Il est vrai que de temps en temps il est bon pour chacun de récapituler un peu sa propre histoire. Et ceci quel que soit notre âge.
Tous plus ou moins, nous y avons reçu des blessures : manque de tendresse, échecs de certains rêves, ou de certaines tentations, gestes ou attitudes qui ont
plus ou moins pris la forme d’une culpabilité. Malheureusement la liste peut être longue, et chacun d’entre nous a sa propre mémoire et sa propre liste.
Il ne faut pas que tous ces souvenirs soient enfouis, nous fassent tomber, et nous découragent. L’Evangile nous dit que le jour où Jésus est allé
comme cela au désert il était soutenu par la force de l’Esprit, c’est-à-dire la force de l’amour de Dieu. On peut en effet penser qu’au désert Jésus a
revu en mémoire tous les drames de son peuple – crimes, idolâtries, vols, mensonges, mépris et oubli de Dieu – et qu’il avait bien pu en être
totalement découragé. Il n’en fut rien, et l’Esprit de son baptême demeurait avec Lui.

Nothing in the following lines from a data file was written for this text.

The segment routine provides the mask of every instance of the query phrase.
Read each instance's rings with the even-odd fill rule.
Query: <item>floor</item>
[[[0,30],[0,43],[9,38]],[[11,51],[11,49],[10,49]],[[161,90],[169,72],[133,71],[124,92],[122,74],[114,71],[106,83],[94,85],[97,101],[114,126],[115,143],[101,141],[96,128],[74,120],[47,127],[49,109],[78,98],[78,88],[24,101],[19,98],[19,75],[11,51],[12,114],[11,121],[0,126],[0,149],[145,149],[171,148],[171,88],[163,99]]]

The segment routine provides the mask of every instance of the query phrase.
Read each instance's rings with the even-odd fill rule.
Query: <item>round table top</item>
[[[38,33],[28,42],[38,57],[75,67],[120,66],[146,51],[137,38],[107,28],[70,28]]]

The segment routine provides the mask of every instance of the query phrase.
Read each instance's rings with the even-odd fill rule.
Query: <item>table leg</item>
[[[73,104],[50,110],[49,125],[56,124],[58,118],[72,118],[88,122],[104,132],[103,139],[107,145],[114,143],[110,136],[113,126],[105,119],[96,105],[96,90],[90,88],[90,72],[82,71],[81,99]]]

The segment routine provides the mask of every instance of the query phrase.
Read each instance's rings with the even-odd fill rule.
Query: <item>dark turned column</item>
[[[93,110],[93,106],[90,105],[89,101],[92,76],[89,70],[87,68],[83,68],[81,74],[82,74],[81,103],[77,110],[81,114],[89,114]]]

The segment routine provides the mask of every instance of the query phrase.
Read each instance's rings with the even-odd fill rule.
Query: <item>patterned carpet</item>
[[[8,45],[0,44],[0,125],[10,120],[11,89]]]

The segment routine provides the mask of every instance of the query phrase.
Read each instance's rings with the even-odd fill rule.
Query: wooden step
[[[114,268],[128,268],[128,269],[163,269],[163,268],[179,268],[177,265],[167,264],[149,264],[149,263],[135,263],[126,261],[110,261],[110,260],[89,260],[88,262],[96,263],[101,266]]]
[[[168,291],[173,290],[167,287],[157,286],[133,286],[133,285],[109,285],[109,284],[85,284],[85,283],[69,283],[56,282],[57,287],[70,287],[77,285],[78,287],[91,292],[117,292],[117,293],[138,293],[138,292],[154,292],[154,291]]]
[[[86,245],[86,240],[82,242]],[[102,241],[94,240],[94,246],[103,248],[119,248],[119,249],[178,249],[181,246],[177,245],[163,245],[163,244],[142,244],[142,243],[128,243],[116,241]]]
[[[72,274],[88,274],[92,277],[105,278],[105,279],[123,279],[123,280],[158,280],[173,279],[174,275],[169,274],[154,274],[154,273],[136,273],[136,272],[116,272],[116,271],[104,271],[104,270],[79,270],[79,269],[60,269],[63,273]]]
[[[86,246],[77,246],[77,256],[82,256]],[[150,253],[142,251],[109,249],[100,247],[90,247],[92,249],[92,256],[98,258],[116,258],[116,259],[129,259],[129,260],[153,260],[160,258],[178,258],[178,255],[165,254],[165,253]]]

Nous n’avons heureusement pas tant de choses à nous remémorer. Cependant il faut bien voir l’importance de cet effort de mémoire
qui nous est demandé. Si nous avons été blessés par la vie, que ce soit par d’autres, ou de notre fait – et que nous n’en sommes plus très conscients,
il y a de fortes chances, que nous recommencions auprès des autres à réaliser les blessures que nous avons reçues ou données: la fille refait ce que faisait
sa mère, et le fils ce que faisait son père. L’adulte reprend des gestes d’enfant, et ainsi de suite... Le bénéfice de la mémoire, c’est
de se souvenir de ce qui fut une erreur ou une faute et de ne pas les recommencer. Et de ne pas en être accablé. Nous pouvons toujours
nous souvenir que l’Esprit Saint, l’amour de Dieu ne nous fait pas défaut. Nous pouvons tous d’une façon ou d’une autre, trouver dans
notre vie un ou des temps plus ou moins longs pour faire cet effort de mémoire.

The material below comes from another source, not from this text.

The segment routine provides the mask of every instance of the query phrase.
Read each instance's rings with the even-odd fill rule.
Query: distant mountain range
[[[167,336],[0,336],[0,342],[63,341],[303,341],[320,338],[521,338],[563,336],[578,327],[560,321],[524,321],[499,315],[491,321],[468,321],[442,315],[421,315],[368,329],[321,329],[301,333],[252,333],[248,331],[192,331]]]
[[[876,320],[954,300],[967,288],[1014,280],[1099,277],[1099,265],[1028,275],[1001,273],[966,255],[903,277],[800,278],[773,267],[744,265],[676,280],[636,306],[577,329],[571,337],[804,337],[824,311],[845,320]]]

La situation rêvée c’est de prévoir un temps – une heure, une demi-journée – pour beaucoup c’est probablement un rêve,
car nous sommes accablés d’occupations. Mais on peut prendre le temps d’un trajet, ou le temps d’une activité qui occupe simplement
nos mains, ou le temps que nous réservions à la lecture du journal. Alors si nous faisons tranquillement cette tâche, nous verrons
plus clair en nous-mêmes, nous verrons pourquoi nous nous mettons en colère, ou nous refusons une rencontre ou un service. Mais Saint Jean dit :
« Si votre cœur vous condamne, Dieu est plus grand que votre cœur. »

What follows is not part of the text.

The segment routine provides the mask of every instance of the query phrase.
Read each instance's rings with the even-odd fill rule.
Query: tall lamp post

Au terme de son séjour au désert l’Evangile nous dit que Jésus est parti proclamer la bonne nouvelle de Dieu, et annoncer que les temps
sont accomplis. Naturellement il n’annonçait pas la fin du monde. Mais il annonçait que le temps de la miséricorde et de la paix
était arrivé et il nous invitait à les accueillir.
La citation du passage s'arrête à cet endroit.